The US$13.7 billion ($18.9 billion) acquisition ties in with The Edge Singapore’s cover story this week on how new technologies and shifting consumer behaviour are destroying the reliable returns once offered by some widely owned heavyweight stocks.
But these same trends of new technologies and shifting consumer behaviour are creating a new crop of winners.
Against this backdrop, narrow groups of global technology and internet companies seen to be at the forefront of new disruptive trends have seen their shares outperform, partly on the back of expectations of fast growth but also because of their scarcity value.
(See also: Heavyweight stocks disrupted by new technologies, shifting consumer behaviour)

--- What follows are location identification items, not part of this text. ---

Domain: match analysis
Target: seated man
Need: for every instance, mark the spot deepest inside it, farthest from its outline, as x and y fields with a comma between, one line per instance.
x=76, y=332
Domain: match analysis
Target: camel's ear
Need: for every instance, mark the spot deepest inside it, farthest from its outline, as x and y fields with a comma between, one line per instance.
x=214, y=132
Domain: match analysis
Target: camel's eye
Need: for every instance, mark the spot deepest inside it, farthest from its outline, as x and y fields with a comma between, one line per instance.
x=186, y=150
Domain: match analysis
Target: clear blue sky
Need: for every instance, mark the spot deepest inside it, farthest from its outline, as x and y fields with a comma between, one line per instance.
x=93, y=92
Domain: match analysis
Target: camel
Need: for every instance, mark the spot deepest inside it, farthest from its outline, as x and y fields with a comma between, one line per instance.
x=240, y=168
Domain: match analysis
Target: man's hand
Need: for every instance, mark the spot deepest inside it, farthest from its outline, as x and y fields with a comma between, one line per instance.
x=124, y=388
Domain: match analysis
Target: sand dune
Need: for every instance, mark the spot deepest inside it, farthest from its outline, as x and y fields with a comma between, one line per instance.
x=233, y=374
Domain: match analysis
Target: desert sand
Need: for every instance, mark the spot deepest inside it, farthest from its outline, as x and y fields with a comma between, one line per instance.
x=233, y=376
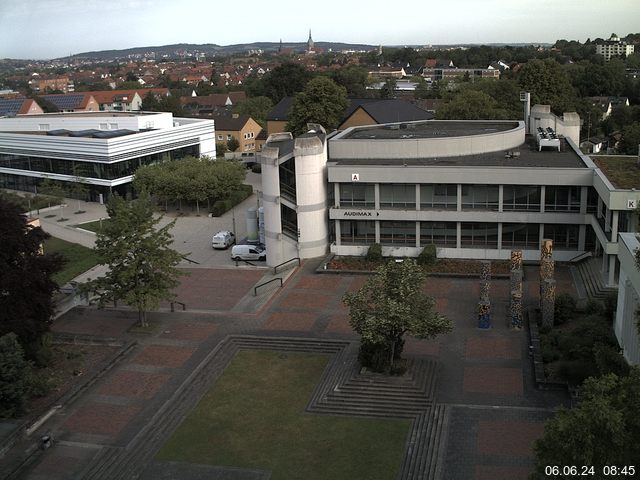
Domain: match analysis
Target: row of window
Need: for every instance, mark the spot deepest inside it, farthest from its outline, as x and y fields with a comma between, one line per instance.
x=106, y=171
x=444, y=234
x=474, y=197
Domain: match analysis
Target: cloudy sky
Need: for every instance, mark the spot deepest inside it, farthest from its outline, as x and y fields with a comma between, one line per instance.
x=44, y=29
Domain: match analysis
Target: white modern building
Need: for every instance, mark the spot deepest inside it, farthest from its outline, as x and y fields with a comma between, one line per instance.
x=475, y=189
x=626, y=322
x=101, y=149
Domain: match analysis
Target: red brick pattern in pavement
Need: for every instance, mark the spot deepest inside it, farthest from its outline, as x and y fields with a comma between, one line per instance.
x=189, y=330
x=100, y=419
x=497, y=472
x=95, y=324
x=511, y=439
x=293, y=321
x=414, y=346
x=306, y=300
x=214, y=289
x=339, y=324
x=133, y=384
x=493, y=380
x=493, y=347
x=320, y=282
x=163, y=355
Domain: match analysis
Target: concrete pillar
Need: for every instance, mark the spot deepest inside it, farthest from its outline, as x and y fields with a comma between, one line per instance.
x=584, y=197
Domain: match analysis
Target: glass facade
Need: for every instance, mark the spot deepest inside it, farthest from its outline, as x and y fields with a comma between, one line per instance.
x=520, y=235
x=521, y=198
x=97, y=170
x=399, y=195
x=398, y=233
x=355, y=232
x=480, y=235
x=480, y=197
x=357, y=195
x=562, y=199
x=442, y=234
x=443, y=196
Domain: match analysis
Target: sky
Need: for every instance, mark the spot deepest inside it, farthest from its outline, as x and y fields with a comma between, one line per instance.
x=44, y=29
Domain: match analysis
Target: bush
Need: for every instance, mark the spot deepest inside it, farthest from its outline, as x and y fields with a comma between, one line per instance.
x=374, y=253
x=428, y=255
x=565, y=308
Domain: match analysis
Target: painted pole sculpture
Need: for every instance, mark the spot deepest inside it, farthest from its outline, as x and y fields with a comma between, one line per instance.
x=515, y=305
x=547, y=283
x=484, y=305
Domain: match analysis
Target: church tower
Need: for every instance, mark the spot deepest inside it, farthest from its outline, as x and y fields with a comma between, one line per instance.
x=310, y=42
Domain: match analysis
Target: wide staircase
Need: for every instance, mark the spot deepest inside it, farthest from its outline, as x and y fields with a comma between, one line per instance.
x=593, y=280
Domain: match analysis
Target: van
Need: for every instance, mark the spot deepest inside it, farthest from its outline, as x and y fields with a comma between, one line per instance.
x=248, y=252
x=223, y=239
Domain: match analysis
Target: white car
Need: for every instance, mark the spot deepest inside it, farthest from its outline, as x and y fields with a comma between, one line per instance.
x=248, y=252
x=223, y=239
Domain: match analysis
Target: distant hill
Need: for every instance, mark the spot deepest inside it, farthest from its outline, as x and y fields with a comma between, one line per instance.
x=179, y=49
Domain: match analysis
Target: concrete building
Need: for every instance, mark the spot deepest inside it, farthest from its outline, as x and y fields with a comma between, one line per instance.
x=475, y=189
x=102, y=149
x=614, y=47
x=626, y=322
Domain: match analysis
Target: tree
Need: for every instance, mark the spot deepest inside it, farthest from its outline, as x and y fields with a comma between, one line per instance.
x=603, y=430
x=26, y=287
x=14, y=375
x=548, y=84
x=471, y=105
x=391, y=304
x=141, y=265
x=323, y=102
x=233, y=144
x=257, y=108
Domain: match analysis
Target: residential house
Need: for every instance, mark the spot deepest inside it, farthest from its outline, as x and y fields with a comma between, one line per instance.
x=243, y=128
x=18, y=106
x=73, y=102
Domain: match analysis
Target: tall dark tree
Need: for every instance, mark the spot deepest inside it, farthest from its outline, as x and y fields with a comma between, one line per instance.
x=26, y=287
x=142, y=266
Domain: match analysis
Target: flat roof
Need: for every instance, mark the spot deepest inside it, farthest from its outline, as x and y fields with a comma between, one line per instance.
x=526, y=155
x=429, y=129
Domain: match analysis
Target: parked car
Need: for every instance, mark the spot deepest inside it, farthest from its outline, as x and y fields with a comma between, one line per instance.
x=223, y=239
x=248, y=252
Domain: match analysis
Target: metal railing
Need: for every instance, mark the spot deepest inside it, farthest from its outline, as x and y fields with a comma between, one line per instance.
x=275, y=269
x=255, y=289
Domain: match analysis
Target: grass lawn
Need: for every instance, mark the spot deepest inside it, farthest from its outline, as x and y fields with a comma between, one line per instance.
x=79, y=259
x=93, y=226
x=254, y=418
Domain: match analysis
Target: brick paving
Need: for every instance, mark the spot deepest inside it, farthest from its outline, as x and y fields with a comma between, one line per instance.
x=485, y=380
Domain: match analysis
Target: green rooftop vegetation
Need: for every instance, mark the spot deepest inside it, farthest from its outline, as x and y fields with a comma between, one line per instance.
x=622, y=171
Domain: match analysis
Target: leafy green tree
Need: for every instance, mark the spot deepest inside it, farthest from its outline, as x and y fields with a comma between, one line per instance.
x=26, y=286
x=257, y=108
x=391, y=304
x=233, y=144
x=630, y=142
x=471, y=105
x=141, y=264
x=548, y=84
x=14, y=375
x=603, y=430
x=323, y=102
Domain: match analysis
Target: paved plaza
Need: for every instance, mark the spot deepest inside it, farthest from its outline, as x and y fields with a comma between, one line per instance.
x=492, y=410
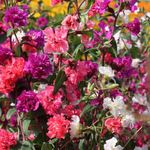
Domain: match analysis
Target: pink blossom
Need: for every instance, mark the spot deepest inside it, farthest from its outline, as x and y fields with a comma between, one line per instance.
x=113, y=124
x=50, y=102
x=71, y=22
x=57, y=127
x=54, y=2
x=56, y=40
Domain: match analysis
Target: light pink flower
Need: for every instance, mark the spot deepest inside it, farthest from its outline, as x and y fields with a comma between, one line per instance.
x=71, y=22
x=54, y=2
x=56, y=40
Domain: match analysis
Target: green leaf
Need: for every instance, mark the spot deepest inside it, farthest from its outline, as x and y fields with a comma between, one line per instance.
x=9, y=32
x=26, y=124
x=26, y=145
x=81, y=144
x=10, y=113
x=61, y=77
x=47, y=146
x=3, y=37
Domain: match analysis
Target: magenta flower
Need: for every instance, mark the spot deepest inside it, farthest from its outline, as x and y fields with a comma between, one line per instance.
x=134, y=26
x=42, y=22
x=56, y=40
x=16, y=16
x=27, y=101
x=38, y=65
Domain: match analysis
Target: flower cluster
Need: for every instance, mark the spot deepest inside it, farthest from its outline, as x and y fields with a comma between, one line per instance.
x=16, y=16
x=27, y=101
x=7, y=139
x=79, y=80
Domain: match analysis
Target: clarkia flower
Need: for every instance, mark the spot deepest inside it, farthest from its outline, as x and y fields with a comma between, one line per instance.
x=56, y=40
x=27, y=101
x=75, y=126
x=111, y=144
x=99, y=7
x=51, y=102
x=38, y=65
x=42, y=22
x=71, y=22
x=10, y=73
x=37, y=36
x=7, y=139
x=114, y=125
x=16, y=16
x=5, y=54
x=134, y=26
x=58, y=126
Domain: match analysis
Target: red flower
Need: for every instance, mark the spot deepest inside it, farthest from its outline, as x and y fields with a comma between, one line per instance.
x=114, y=125
x=7, y=140
x=57, y=127
x=10, y=73
x=50, y=102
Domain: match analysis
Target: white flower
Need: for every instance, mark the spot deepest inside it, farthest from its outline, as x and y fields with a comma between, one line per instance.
x=117, y=106
x=128, y=120
x=111, y=145
x=144, y=147
x=135, y=62
x=107, y=71
x=75, y=126
x=141, y=99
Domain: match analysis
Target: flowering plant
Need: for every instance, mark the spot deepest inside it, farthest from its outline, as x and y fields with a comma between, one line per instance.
x=76, y=80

Amazon agreed to pay US$42 a share in cash for the organic-food chain, including debt, a roughly 27% premium to the stock price at Thursday’s close. John Mackey, Whole Foods’ outspoken co-founder, will continue to run the business -- a victory after a fight with activist investor Jana Partners that threatened to drive him from power.
With the Whole Foods deal, Amazon Chief Executive Officer Jeff Bezos is acknowledging that, after a decade-long foray marked by scattershot experimentation, he couldn’t go it alone in the US$800 billion grocery business. The company tried to compete with several offerings: Amazon Fresh, available in 20 cities; Amazon Pantry, which lets consumers buy crackers, paper towels, and other non perishables; and Prime Now, which delivers groceries from local stores in some cities. Its Dash buttons allow easy ordering of household items, and Subscribe & Save gives discounts to customers who commit to regular deliveries of products like tampons, toothpaste or dish soap.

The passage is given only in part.